これだけ大きなTCUは非常に大きなエネルギーを持っているため、パイロットは必ず回避します。
通常の飛行ルート(写真左)と、今日のルート(右)を並べてみました。かなり南回りにフライトしていますよね。Courtesy of Flightradar24.com

高度と針路を調整しながら降下、いよいよスワンナプームへ着陸!

 777-300はその後も順調にフライトを続け、ベトナム、ラオスの上空を抜けてタイ空域へと入ります。ちょうど目的地まで120海里(約220km)となったころ、機体は降下を開始しました。降下中は減速を命じられたのか、あるいは降下率の調整か、結構長い時間スピードブレーキを使う場面がありました。スピードブレーキを使うと機体に振動を感じますので、皆さんもすぐ分かるはずです。

夕暮れのバンコクへのアプローチ。遠くに見える積乱雲もこの時ばかりは綺麗に見えます。

 スワンナプーム国際空港も混雑しているのか、また管制からヘディング(針路)を振られている(指示されている)ようです。遅延しているときは、回復しようにもどんどん新たな要因が重なってきてさらに遅れるというのが、我々パイロットの中でよく言われることです。飛行機の旅はどうしても電車のように正確にはいきませんので、乗り継ぎやフライト後の予定までの時間は充分確保していただきたく思います。

スワンナプーム国際空港付近での管制によるベクター(誘導)の様子。一直線に滑走路に正対せず、Uターンを繰り返す飛行をしたことがわかります。
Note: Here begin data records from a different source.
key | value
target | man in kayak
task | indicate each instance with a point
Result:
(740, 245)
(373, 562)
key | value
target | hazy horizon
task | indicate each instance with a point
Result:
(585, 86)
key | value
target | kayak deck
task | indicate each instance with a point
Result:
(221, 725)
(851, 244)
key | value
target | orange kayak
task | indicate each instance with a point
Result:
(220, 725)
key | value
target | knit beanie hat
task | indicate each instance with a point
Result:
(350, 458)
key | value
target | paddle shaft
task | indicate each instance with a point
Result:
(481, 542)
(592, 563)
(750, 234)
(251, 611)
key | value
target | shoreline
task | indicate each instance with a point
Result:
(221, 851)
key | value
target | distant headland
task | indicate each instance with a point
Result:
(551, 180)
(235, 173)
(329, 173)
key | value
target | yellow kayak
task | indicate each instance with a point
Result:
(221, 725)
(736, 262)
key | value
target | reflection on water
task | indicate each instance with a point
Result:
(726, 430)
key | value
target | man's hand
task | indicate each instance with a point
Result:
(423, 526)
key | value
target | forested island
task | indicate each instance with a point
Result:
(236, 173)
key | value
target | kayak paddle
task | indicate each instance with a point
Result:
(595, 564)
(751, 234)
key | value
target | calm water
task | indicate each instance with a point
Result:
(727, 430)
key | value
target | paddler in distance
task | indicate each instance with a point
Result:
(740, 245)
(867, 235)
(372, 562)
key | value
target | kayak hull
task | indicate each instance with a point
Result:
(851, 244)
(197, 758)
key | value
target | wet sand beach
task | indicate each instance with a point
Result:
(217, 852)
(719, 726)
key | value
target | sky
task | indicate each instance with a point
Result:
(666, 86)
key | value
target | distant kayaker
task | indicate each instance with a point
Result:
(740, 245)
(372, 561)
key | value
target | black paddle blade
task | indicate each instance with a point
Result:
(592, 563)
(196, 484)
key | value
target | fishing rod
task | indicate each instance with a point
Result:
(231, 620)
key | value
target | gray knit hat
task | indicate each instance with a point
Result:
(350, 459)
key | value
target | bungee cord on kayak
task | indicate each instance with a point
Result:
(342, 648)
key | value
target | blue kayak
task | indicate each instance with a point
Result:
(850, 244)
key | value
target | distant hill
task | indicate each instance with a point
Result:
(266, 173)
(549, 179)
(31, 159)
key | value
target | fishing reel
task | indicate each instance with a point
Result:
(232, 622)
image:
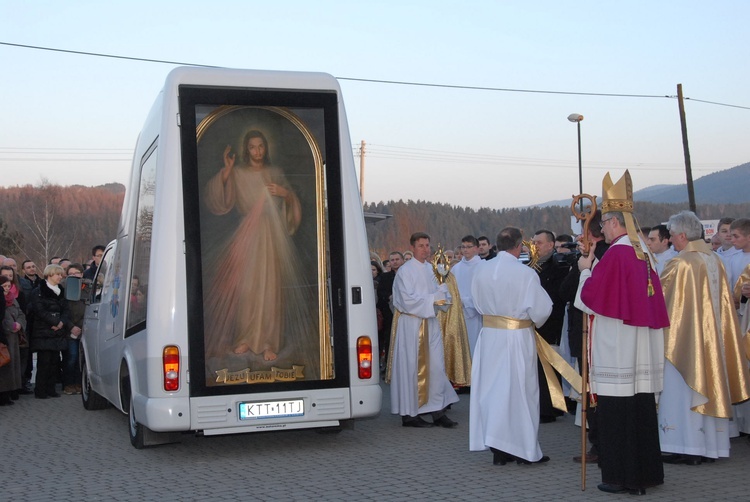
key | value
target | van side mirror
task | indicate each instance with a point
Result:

Courtesy of Flightradar24.com
着陸態勢に入った飛行機は、1,500フィート以下で若干のラフエア(乱気流)と戦いながら、夜の帳が下りたバンコク・スワンナプーム国際空港RWY19Rに着陸しました。

愛嬌が感じられる機種、777-300

 777-300は確かに古い飛行機ですが、まだまだ現役でフライトできると思わせる安定性と快適性を見せてくれました。最新鋭機と比べても遜色のない乗り心地は、完成された飛行機という印象を改めて受けます。また降りたあとに機体を正面から見ると、最新の機種よりも丸くて愛嬌が感じられ、非常に愛着が持てる機種だなぁと思いました。

 キャセイパシフィック航空の現役機最大のキャパシティと機動力で、まだしばらくの間、活躍が期待される777-300でした。

現役の機長が1人の乗客として海外エアラインのフライトに搭乗し、パイロットならではの専門的な視点でその模様を紹介する本連載。第2回もキャセイパシフィック航空のフライトだ。前回の連載でたどり着いた香港から乗り継いでバンコクへと向かうが、香港国際空港周辺は雷雲が立ち込めていた。